Si je dois choisir entre m’entailler les veines et entailler le patriarcat, aujourd’hui je choisi d’entailler le patriarcat. Parce que ça me sera sûrement vital, nécessaire. En ripostant, même si on ne se connaît pas, tu peux me donner l’impression d’être complices de taillader la patriarcat. Et c’est un lien auquel je tiens. Parce qu’il ne s’agit pas de discours / prise de position fake. C’est du tangible, du palpable. C’est se donner de la force à travers nos actes. Etre complices et non pas « soutiens ».

Ce qui te prends aux tripes quand tu attaques/ripostes est une pulsion/envie toute personnelle. Tu ne peux pas demander à tous le monde de réagir d’un bloc. En «soutien». Parce que ça va parler/rebuter/inspirer chaque personne différemment. Alors stp ne me demandes pas de me retrouver dans tout ce que tu dis, tous ce que tu porte. Ne me dis pas quoi faire pour être un-e «bon-ne soutien», je ne veux pas de ce label. Si je ne suis pas d’accord avec toi, j’aimerai pouvoir te le faire savoir sans craindre d’être taxé-e d’anti-féministe ou de «traître-sse à la lutte». Si tu n’est prêt-e qu’à entendre la rengaine «tu es légitime … c’est un-e monstre … tu es victime», ne me demande pas mon avis. Tu sera déçu-e …

Quand tu te fait agressé, ça fait mal. Ce qui fait d’autant plus mal, c’est que ce qui t’arrive est affreusement normal. Ça arrive tous les jours dans notre belle civilisation. Mais toi tu le cries, tu fais du bruit. Ya de la casse. C’est beau à voir. Ça ne fait pas de cet-te «agresseur-e» un-e monstre. Ça en fait quelqu’un de normal. Attaquer cette normalité, ça fait de toi un-e criminel-le en puissance. La justice (étatique, réparatrice, révolutionnaire … qu’importe) impose un schéma de normes/règles valables universellement. Elle définit des punitions/réparations appropriées pour ré-éduquer les déviant-es. Toute personne dont il est avéré qu’iel transgresse ces normes/règles est coupable. Et est amené-e de gré ou de force à retrouver le droit chemin de la morale. Si tu comptes punir. Rendre justice… Ça sera sans moi.

Pour autant je m’imagine mal me mettre en travers de ton chemin pour t’en empêcher (mais qui sait…). Si on se connaît, je pourrais te proposer d’en discuter. Sinon tu liras peut-être un texte, une lettre qui tentera de t’expliquer mon désaccord.

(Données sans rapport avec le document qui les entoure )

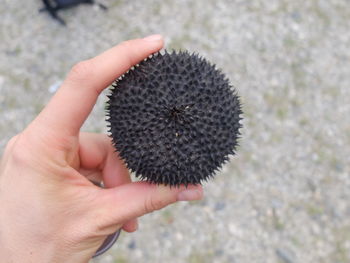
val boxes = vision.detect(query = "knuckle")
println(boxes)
[69,60,93,81]
[145,196,167,214]
[5,135,18,152]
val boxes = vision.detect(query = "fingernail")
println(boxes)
[143,34,163,42]
[177,189,202,201]
[134,220,139,231]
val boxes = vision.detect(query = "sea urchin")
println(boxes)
[107,51,242,186]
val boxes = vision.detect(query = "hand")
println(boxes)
[0,35,202,263]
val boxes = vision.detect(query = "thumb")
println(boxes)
[99,182,203,224]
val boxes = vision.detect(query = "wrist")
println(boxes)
[0,218,92,263]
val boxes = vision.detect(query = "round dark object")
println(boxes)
[93,229,121,258]
[107,52,242,186]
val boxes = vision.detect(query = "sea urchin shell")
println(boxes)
[107,52,242,186]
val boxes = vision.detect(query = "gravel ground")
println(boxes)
[0,0,350,263]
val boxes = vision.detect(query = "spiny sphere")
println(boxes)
[107,52,242,186]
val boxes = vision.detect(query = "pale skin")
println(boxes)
[0,35,203,263]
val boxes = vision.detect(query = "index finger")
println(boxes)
[34,35,163,135]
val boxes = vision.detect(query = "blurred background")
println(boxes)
[0,0,350,263]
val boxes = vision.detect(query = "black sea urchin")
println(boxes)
[107,52,242,186]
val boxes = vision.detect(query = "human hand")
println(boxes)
[0,35,202,263]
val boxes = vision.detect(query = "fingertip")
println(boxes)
[122,218,139,233]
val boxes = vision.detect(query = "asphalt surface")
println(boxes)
[0,0,350,263]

Je n’attends d’aucun-e révolutionnaire, ni d’aucun-e féministe, qu’iel ait les mêmes idées que moi. Parce que ma vision est (personnelle et) sûrement injustifiable dans une perspective de transformation sociale. Depuis que j’ai arrêté de croire en la révolution, j’ai arrêté de croire en la fin du patriarcat. Que ça arrive ou pas dans un future lointain, je m’en bas les gonades. Ça fait bien beau dans les bouquins de SF féministe, où l’utopie est de mise.

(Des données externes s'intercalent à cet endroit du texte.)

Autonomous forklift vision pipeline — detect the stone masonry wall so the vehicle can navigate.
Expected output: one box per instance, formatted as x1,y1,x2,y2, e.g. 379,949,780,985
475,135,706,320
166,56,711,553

Depuis que le sexisme existe il a sûrement toujours été tailladé. Depuis que l’hétéronome existe elle a sûrement toujours été attaquée. Depuis que le racisme existe, il a sûrement toujours été scalpé… Même si ce n’est pas «vrai», cette idée me réconforte quand je me sens seul-e, loin de toute complicité.

Je ne suis pas un soutien inconditionnel. Je ne suis pas «avec toi» ou «contre toi». Je ne suis pas «safe». Tu peux compter sur moi pour me réjouir de tes méfaits; leur donner de l’écho et te donner de la force si ça me parle, si j’en ai l’énergie.